A good novel is filled with characters bustling about with their singular purposes. Each minor character is vibrant—because the author bothers to stop. She looks beyond merely how that lesser character supports a major character. She thinks through what life plan that character has. She makes a list of steps that the character takes during the course of the novel, the same as with a major character.

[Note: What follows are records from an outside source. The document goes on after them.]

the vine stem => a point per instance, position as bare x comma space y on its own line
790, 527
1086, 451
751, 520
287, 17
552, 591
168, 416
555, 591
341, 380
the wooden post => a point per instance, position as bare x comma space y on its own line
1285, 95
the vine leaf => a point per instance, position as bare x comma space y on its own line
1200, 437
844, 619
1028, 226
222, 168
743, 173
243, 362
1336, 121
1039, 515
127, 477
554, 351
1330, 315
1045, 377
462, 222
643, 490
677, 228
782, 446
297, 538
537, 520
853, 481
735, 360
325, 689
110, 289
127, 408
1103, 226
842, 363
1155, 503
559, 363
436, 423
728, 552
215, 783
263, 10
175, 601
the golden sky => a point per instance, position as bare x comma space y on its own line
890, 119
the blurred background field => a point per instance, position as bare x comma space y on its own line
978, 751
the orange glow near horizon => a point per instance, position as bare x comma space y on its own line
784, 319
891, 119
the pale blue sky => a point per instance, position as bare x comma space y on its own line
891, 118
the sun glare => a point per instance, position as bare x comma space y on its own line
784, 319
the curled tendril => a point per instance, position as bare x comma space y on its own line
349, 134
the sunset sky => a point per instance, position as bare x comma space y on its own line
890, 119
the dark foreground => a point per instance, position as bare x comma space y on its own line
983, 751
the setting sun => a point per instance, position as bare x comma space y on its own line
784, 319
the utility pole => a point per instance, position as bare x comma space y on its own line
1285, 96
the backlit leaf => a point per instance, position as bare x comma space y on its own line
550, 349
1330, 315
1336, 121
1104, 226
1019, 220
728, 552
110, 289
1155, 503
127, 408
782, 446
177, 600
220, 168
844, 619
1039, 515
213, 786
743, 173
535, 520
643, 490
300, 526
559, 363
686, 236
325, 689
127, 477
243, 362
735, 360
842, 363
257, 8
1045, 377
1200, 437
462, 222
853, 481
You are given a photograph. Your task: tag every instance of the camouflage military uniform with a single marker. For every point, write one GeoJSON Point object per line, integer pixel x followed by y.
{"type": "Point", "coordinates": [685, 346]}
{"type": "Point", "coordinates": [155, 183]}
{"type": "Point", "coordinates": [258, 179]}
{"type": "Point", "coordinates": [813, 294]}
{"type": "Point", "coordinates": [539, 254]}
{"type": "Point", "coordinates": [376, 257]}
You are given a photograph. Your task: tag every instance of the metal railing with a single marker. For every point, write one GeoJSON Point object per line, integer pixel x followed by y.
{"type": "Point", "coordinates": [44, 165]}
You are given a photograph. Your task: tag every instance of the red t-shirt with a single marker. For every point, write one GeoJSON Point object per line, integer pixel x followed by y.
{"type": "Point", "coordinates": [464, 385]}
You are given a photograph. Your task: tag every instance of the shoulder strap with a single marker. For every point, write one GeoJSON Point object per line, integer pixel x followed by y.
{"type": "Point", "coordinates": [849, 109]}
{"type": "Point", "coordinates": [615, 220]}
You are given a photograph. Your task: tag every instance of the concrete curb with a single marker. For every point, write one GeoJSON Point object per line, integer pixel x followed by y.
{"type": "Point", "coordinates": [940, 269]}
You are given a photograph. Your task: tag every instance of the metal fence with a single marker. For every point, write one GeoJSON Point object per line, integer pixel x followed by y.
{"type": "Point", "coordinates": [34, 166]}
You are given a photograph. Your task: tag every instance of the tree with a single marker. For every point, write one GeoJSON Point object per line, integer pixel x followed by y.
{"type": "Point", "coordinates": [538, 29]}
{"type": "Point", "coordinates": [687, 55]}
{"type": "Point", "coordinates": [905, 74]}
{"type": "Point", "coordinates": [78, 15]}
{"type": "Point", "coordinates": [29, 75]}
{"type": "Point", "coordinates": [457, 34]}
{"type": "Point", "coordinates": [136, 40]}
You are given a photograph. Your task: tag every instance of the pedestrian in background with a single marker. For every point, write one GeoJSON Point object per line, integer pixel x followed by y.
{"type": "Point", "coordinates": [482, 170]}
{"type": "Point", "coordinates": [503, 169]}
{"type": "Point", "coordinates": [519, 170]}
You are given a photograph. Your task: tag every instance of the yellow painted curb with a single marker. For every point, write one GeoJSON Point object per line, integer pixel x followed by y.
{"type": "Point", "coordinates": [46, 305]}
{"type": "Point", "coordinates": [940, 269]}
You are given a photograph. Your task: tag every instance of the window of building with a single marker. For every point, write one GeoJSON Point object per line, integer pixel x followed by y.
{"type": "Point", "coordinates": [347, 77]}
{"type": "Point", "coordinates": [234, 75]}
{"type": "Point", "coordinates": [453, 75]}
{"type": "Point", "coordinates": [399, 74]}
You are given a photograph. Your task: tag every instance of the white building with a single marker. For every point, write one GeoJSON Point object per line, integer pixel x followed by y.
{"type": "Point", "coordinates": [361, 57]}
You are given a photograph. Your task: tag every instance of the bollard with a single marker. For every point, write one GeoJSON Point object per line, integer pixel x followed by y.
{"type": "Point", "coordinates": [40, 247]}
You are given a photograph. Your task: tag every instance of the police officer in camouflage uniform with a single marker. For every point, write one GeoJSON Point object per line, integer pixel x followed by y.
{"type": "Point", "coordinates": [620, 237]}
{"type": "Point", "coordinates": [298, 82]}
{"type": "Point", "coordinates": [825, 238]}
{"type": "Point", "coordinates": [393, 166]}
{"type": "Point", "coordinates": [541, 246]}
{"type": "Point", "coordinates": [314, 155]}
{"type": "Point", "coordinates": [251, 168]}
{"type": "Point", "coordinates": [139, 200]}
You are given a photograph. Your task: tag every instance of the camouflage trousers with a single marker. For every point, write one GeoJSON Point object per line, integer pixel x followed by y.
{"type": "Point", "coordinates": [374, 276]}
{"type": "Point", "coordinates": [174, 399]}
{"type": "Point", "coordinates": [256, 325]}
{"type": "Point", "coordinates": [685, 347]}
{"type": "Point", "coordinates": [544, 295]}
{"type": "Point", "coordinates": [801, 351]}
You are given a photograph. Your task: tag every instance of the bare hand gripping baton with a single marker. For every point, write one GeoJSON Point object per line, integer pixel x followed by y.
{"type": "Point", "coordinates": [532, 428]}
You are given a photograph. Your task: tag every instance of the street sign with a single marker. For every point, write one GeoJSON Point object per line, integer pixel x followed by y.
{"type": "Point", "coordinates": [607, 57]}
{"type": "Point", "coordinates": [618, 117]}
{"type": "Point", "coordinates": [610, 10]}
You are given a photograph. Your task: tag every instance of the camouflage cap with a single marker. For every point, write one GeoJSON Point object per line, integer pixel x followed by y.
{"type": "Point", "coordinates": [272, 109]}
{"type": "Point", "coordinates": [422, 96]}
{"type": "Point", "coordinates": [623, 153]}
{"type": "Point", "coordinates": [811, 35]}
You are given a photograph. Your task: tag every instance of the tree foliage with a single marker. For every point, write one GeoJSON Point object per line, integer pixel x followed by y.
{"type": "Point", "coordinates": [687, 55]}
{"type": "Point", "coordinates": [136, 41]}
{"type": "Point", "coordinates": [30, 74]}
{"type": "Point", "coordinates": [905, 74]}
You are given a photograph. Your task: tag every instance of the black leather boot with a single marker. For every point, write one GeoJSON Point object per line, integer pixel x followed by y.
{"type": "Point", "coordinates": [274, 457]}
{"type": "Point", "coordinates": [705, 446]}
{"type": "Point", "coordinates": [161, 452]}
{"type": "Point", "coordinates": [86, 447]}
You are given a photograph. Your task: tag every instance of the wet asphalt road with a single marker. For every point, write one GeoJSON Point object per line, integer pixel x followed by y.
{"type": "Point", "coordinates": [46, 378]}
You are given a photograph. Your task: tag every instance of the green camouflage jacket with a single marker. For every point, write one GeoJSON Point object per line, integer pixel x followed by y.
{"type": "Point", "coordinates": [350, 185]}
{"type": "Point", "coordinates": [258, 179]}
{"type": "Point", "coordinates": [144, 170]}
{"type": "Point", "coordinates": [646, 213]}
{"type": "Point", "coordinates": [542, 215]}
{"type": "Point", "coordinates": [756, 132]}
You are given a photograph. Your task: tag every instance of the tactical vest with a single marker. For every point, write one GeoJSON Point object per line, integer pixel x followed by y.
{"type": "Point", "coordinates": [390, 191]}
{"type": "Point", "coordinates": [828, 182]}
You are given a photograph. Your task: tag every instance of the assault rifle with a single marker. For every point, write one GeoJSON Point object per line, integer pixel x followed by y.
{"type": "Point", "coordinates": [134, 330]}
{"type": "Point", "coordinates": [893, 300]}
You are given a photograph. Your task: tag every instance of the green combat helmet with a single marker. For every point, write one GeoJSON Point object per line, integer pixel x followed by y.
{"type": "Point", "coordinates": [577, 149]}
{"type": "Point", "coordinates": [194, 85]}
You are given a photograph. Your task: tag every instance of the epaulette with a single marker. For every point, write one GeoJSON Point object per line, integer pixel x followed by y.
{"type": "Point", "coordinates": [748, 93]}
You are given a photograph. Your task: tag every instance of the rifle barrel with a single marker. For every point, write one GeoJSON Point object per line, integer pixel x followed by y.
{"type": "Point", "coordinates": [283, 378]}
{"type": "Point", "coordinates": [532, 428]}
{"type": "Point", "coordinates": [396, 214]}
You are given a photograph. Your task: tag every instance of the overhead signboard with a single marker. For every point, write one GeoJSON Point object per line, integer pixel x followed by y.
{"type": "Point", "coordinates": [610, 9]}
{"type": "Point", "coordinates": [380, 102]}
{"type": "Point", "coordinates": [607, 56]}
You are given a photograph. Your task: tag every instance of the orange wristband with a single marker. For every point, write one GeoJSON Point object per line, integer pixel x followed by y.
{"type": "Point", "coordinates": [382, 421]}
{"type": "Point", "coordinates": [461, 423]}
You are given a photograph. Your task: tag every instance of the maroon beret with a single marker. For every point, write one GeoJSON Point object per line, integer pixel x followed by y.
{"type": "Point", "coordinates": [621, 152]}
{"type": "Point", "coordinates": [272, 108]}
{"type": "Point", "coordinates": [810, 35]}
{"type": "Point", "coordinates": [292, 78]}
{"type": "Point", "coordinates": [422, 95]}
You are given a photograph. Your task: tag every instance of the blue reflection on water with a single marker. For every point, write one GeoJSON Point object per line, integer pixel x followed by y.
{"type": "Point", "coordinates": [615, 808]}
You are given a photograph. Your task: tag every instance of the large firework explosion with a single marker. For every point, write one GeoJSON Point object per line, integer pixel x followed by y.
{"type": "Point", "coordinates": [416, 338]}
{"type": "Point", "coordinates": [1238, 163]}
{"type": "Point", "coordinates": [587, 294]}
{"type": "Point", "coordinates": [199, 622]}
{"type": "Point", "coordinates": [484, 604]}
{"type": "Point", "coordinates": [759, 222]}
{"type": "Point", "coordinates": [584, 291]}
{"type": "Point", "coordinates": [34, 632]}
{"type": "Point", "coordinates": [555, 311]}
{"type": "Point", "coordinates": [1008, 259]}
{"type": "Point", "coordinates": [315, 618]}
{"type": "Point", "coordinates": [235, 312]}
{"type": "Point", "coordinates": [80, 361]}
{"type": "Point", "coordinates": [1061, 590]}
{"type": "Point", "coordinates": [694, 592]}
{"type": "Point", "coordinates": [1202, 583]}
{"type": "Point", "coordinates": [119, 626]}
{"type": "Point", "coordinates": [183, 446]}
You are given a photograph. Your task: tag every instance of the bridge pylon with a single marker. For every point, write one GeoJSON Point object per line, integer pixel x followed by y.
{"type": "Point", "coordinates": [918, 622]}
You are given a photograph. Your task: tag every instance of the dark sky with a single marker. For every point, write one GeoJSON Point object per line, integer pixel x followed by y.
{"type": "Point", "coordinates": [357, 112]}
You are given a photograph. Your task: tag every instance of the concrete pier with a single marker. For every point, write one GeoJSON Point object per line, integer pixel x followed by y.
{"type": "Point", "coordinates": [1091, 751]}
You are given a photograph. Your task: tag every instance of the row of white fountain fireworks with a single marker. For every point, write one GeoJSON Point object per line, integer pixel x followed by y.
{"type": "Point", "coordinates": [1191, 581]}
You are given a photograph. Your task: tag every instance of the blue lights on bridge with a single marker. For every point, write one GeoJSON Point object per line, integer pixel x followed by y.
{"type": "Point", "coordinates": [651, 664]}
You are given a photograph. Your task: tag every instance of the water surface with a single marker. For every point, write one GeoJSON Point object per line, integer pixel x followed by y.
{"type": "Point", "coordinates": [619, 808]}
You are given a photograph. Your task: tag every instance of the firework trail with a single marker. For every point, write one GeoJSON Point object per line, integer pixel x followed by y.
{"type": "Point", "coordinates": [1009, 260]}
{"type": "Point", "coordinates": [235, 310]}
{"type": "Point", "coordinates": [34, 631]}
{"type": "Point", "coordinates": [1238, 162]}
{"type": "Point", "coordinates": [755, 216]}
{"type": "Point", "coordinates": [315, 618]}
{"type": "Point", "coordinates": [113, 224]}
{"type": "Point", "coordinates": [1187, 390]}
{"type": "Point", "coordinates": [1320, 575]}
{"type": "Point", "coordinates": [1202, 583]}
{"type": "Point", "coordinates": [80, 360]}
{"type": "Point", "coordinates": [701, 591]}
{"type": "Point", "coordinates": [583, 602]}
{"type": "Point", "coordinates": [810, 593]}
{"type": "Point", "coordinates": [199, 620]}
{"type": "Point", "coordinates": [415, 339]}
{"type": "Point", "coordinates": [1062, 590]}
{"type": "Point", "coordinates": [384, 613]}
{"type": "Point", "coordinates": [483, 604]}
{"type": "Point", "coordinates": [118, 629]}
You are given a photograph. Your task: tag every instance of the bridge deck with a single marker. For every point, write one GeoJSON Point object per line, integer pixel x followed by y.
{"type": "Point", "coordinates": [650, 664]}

That way you can slip in casual references to these steps whenever you like. The hero stops in to ask Leroy about a fight in a local bar, and Leroy was actually there when it happened—because he’s trying to help an old friend with his chronic gambling. If you want the minor agenda to have a plot purpose, plan to have the loan shark to whom the gambling friend owes money tie in with the hero’s plot line later. Yet you may find that continuing to provide glimpses of an interesting life has rewards all of its own. Through the assorted snatches a reader may come to admire Leroy for being such a gruff humanitarian. You’ve added warmth to the novel, in this case, with very little effort.
Exercise: The problem with devising a scenario that is too elaborate is that the minor character can compete for the reader’s attention, detracting from a major player. Yet if you’ve created an interesting premise, you can emphasize only as much as you like. A page of coverage here and there might culminate with a payoff scene a few pages long. If all of Leroy’s scenes come early in a chapter, you still have the rest of the chapter in which the protagonist can dominate.
“I love the tradition of Dickens, where even the most minor walk-on characters are twitching and particular and alive.”